2014 Frocktober round-up

I know many of my blog-readers have lives, which means they don’t spend their waking hours terrorised by the multi-headed, fire-spewing beast that is Social Meejah, so I thought it might be opportune to re-post here the images and words I published each day through October in one fell swoop. And while I hope it makes for entertaining reading, it might also have the added benefit of coaxing more of you to dig deep and add to my Frocktober sponsorship tally here, if only out of sympathy for the depths I’ve stooped to maintain people’s interest in my month-long quest.

So, starting from Day 2, as you’ve already had the pleasure of Day 1 in my previous post – please come with me on a non-chronological journey through the windmills of my wardrobe. And for those of you who have already been subjected to these images on Instagram and Facebook, it might be time for you to avert your eyes.

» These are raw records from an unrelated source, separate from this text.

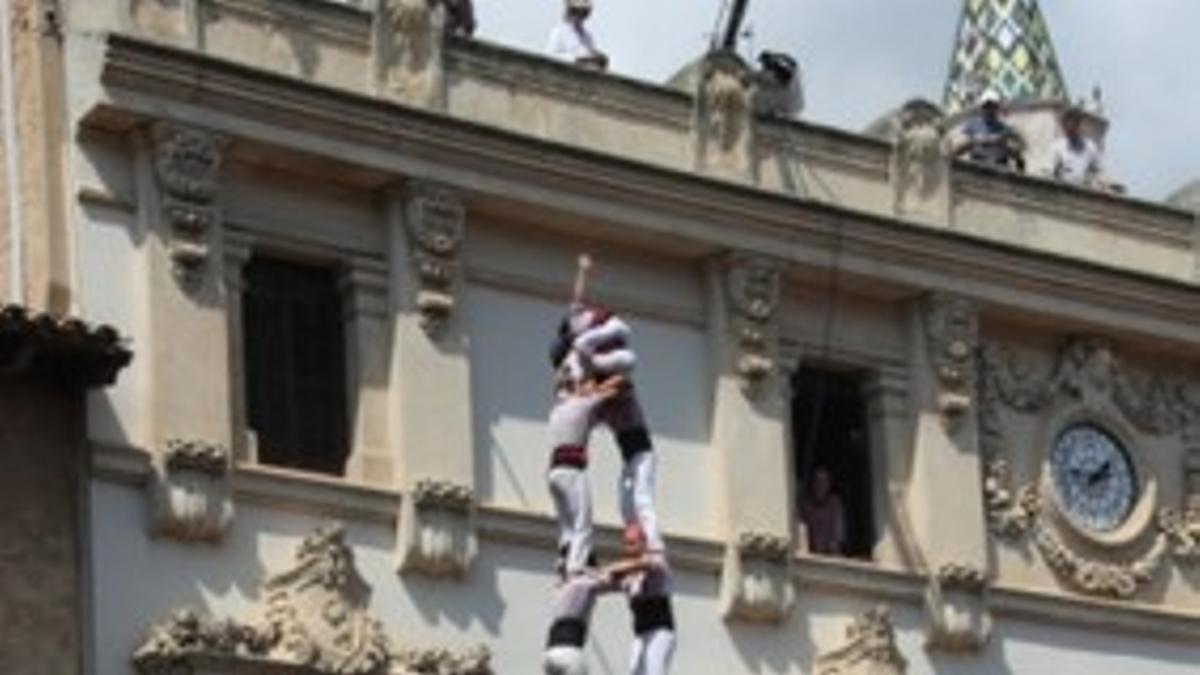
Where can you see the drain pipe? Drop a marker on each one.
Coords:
(12, 161)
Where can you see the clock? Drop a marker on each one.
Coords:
(1093, 477)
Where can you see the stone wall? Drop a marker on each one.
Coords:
(40, 556)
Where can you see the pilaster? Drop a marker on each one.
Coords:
(889, 426)
(750, 429)
(431, 398)
(365, 290)
(948, 514)
(186, 341)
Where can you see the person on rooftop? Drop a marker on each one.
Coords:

Day 2 Singapore, November 1983, en route back to London after a year of living dangerously and fabulously in Sydney, Darwin, Broome and Perth – but mostly Sydney for a year’s working holiday. Raffles hotel is the backdrop here – we couldn’t afford to stay there, but had a Singapore Sling in the Long Bar anyway. The outfit was designed by Perth friends Annie, Gem and Brett, who had an indie label called XX. The hair, well, it was the 1980s. Enough said…

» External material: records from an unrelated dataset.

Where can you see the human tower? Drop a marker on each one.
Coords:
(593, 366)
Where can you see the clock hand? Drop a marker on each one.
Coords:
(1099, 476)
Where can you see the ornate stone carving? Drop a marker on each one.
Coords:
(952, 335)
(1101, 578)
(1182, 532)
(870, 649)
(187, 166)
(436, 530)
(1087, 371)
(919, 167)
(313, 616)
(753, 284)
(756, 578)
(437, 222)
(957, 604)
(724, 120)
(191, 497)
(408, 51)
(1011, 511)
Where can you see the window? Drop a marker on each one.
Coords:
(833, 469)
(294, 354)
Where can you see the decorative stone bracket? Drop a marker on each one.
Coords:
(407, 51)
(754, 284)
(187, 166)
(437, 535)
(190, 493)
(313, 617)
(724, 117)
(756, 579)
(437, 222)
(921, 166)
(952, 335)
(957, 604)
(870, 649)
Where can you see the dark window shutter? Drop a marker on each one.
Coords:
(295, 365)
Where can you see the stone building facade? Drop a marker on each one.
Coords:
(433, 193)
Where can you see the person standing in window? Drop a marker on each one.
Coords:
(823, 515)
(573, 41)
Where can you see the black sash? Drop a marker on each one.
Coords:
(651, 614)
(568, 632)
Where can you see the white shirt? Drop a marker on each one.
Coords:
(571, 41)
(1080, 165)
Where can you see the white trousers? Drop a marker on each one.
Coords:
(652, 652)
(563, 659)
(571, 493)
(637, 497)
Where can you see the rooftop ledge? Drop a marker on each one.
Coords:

Day 3 Let’s go back more than half a century – sigh… My favourite form of attire from about the age of seven (which is about how old I am here) until, well, now really – but only in the privacy of my own home… Hair obsessives who have still not got over the last photo, please note the straight tresses, due in no small part to my mother’s vigorous brushing regimen (and a snug-fitting riding hat). It was brown velvet as I recall. Tally ho!




Day 4 Heading to a wedding (not ours, I hasten to add). It was 1976 and I was 20 years old, and wearing a cream crepe culotte ensemble, doubtless from my father’s shop, Belle, in Queensway, Bayswater (of which you’ll see more later in this post). The bold accessory in the grey top hat to my left was the best man – but not for me it turned out, much to my eternal relief…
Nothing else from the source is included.